Шрифт:
Однажды, будучи на службе в армии, в части, расположенной в далеком глухом поселке Забайкальского округа, где он был шофером при солдатском штабе, ему пришлось везти тяжелую роженицу, в соседний городок. Это сейчас он сам себя может спросить, а с какой стати такое ответственной дело переложили на плечи молоденького солдатика, едва призванного на службу в армию, да ещё и шофера, правда, отучившегося после школы в медицинском училище всего лишь несколько месяцев. Сам же начальник сказал, что он должен уладить кой-какие дела, и нагонит их в дороге, на своей быстроходке. Как странно сейчас, по истечении многих лет, осознавать, что мало ли в жизни бывает моментов, казалось бы нелепых и случайных, но имеющих странную роковую связь с последующей всей твоей жизнью…
Вот и тогда он оказался в нужном месте и в нужный час. Во всяком случае, потом ему так и объяснил политрук, но посоветовал всё забыть, или воспринимать это как нелепость….
Да и не помнит он уже многого с тех времён, кроме того, что именно тогда ему впервые пришлось сразиться со зверем, что преследовал их машину. На улице бушевала метель, вездеход подбрасывало на кочках так, что в багажнике перекатывался с шумом огромный кусок мяса, свинины — свежатины, презент местному главврачу от начальника столовой. А что, своя свининка выращивалась в части, на солдатской ферме. В столовой солдатики перловку за кашу не считали, всё в помои вываливали, а свиньи её трескали с шумом, да жирели за счёт солдатского пайка.
Помнится, он больше старался думать тогда о куске свинины и прожорливости полковых свиней, чем о беременной женщине, жене начальника, которая иногда кричала рядом так громко и визгливо, хватая его за руки и требуя поторопиться, или наоборот, остановить машину, что поневоле напрашивались самые нелестные эпитеты мужу этой женщины, сложившего полномочия на обычного солдатика. Когда женщина начинала завывать от огромной боли, и хватать его за руки, хотелось прибавить газу и мчаться, мчаться вперёд, не разбирая дороги, до самого роддома. Но жуткая метель лепила снег на окна машины, скорость была мизерной, так как дорогу буквально приходилось щупать колесами…

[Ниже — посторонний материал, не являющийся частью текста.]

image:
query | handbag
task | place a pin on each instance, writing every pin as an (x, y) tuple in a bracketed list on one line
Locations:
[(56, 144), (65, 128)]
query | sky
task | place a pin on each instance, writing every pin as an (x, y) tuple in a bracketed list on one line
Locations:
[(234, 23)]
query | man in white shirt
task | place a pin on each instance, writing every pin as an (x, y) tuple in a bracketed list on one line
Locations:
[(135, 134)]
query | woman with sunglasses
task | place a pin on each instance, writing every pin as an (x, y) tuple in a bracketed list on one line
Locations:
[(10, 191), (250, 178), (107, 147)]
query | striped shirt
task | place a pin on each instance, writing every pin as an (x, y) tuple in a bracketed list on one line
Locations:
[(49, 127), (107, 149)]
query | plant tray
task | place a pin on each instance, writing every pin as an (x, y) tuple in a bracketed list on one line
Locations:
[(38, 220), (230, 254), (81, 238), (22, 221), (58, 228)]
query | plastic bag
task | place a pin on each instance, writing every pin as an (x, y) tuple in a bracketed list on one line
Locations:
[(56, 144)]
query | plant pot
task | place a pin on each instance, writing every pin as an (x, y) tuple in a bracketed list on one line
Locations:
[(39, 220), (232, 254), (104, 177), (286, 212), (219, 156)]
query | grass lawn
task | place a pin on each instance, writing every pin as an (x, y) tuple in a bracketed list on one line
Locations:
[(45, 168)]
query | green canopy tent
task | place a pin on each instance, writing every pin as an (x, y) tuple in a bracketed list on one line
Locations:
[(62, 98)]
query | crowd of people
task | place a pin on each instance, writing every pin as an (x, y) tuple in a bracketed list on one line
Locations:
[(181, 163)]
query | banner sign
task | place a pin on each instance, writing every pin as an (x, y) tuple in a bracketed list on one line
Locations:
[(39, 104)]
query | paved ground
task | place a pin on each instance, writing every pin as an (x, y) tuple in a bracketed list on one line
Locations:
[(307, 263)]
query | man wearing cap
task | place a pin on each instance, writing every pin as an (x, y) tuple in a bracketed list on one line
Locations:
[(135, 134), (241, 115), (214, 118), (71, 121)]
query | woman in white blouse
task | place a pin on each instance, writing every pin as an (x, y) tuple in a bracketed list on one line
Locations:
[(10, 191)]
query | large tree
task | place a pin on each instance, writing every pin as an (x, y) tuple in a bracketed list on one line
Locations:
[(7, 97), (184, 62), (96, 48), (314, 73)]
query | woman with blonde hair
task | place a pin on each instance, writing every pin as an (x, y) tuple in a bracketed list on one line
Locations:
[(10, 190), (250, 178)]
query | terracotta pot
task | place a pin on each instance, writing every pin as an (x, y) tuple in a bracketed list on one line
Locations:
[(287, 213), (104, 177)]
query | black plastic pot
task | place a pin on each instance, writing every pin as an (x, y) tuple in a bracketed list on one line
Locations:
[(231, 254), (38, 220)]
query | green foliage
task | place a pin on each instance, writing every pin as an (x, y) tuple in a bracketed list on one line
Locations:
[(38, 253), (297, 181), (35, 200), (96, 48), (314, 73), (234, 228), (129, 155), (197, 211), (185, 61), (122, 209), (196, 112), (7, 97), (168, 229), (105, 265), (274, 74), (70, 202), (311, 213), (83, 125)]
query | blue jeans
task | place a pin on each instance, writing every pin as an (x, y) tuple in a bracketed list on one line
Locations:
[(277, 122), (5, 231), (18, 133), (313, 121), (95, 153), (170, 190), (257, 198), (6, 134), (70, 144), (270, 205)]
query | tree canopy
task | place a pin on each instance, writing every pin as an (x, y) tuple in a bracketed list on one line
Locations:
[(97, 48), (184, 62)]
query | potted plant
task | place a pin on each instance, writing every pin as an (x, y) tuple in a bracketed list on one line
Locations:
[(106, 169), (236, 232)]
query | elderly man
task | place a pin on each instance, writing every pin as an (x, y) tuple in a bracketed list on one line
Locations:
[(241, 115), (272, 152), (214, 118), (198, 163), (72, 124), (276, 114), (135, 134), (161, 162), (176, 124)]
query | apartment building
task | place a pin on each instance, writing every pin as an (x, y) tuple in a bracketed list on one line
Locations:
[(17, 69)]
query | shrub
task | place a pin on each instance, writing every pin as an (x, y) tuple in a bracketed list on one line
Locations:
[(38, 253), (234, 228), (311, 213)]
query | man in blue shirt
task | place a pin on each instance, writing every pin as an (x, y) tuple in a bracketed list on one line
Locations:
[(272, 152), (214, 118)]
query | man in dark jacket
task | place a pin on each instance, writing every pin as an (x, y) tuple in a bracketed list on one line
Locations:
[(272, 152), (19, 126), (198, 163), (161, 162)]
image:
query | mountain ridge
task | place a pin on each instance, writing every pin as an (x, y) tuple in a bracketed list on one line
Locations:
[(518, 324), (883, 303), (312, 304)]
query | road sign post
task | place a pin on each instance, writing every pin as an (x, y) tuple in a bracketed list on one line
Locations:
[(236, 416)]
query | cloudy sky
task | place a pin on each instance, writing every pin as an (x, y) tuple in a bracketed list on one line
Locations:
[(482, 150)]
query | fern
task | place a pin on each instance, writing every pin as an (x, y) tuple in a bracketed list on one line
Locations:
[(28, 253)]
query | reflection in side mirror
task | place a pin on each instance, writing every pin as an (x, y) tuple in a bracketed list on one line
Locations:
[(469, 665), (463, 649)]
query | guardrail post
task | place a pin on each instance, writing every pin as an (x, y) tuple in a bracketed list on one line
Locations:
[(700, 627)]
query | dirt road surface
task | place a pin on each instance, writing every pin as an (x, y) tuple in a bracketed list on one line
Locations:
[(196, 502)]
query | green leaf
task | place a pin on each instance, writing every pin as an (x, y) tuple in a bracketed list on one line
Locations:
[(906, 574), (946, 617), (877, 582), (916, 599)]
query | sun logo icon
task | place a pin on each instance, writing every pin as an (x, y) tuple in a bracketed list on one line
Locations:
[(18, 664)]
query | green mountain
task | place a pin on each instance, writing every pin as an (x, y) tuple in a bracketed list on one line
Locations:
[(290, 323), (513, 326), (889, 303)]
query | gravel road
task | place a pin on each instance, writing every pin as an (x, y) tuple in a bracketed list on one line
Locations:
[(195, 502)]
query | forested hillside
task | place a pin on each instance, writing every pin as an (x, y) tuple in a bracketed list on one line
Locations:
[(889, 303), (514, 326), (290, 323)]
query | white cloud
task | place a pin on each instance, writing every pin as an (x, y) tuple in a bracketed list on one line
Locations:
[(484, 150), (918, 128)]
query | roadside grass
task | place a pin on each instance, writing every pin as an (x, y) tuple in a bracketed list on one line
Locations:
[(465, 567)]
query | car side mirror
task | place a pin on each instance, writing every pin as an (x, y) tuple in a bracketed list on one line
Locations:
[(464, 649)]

К тому же вдруг стало очень быстро темнеть, хотя времени было ещё мало, стрелка часов приближалась к двенадцати часам пополудни, но что-то уже витало в воздухе тревожащее, и о чем не хотелось думать. Но когда после очередного страшного крика роженицы, где-то неподалёку отозвался с таким же завывающим надрывом другой голос, стало по настоящему страшно. Потому-что это был вой голодного волка…
Он бежал по их следу. Даже не бежал, а скорее всего шёл, ориентируясь на запах крови, что просочилась с куска свежей свинины на пол и стала капать через дырку в днище машины. К тому же вездеход вдруг подпрыгнул на какой-то кочке, встал на дыбы как необузданный конь и через секунду громыхнул вниз, в какую-то яму, с яростным скрежетом ржавого железа. Мотор ещё разок чихнул и заглох. Стало очень тихо, не выла метель, не свистел ветер, даже не стонала женщина, это потом всё началось…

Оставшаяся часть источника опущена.